Grammatical Error Correction (GEC) is a sequence-to-sequence task where a model corrects an ungrammatical sentence to a grammatical sentence. Numerous studies on GEC have successfully used encoder-decoder (EncDec) based models, and in fact, most current state-of-the-art neural GEC models employ this architecture Zhao et al. (2019); Grundkiewicz et al. (2019); Kiyono et al. (2019).
In light of this trend, one natural, intriguing question is whether neural EndDec GEC models can benefit from the recent advances of masked language models (MLMs) since MLMs such as BERT Devlin et al. (2019) have been shown to yield substantial improvements in a variety of NLP tasks Qiu et al. (2020). BERT, for example, builds on the Transformer architecture Vaswani et al. (2017) and is trained on large raw corpora to learn general representations of linguistic components (e.g., words and sentences) in context, which have been shown useful for various tasks. In recent years, MLMs have been used not only for classification and sequence labeling tasks but also for language generation, where combining MLMs with EncDec models of a downstream task makes a noticeable improvement Lample and Conneau (2019).

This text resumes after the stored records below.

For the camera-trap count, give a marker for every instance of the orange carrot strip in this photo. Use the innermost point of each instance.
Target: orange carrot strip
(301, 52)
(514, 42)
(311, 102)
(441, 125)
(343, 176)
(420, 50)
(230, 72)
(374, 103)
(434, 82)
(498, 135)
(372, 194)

Common methods of incorporating a MLM to an EncDec model are initialization (init) and fusion (fuse). In the init method, the downstream task model is initialized with the parameters of a pre-trained MLM and then is trained over a task-specific training set Lample and Conneau (2019); Rothe et al. (2019). This approach, however, does not work well for tasks like sequence-to-sequence language generation tasks because such tasks tend to require a huge amount of task-specific training data and fine-tuning a MLM with such a large dataset tends to destruct its pre-trained representations leading to catastrophic forgetting Zhu et al. (2020); McCloskey and Cohen (1989). In the fuse method, pre-trained representations of a MLM are used as additional features during the training of a task-specific model Zhu et al. (2020). When applying this method for GEC, what the MLM has learned in pre-training will be preserved; however, the MLM will not be adapted to either the GEC task or the task-specific distribution of inputs (i.e., erroneous sentences in a learner corpus), which may hinder the GEC model from effectively exploiting the potential of the MLM. Given these drawbacks in the two common methods, it is not as straightforward to gain the advantages of MLMs in GEC as one might expect. This background motivates us to investigate how a MLM should be incorporated into an EncDec GEC model to maximize its benefit. To the best of our knowledge, no research has addressed this research question.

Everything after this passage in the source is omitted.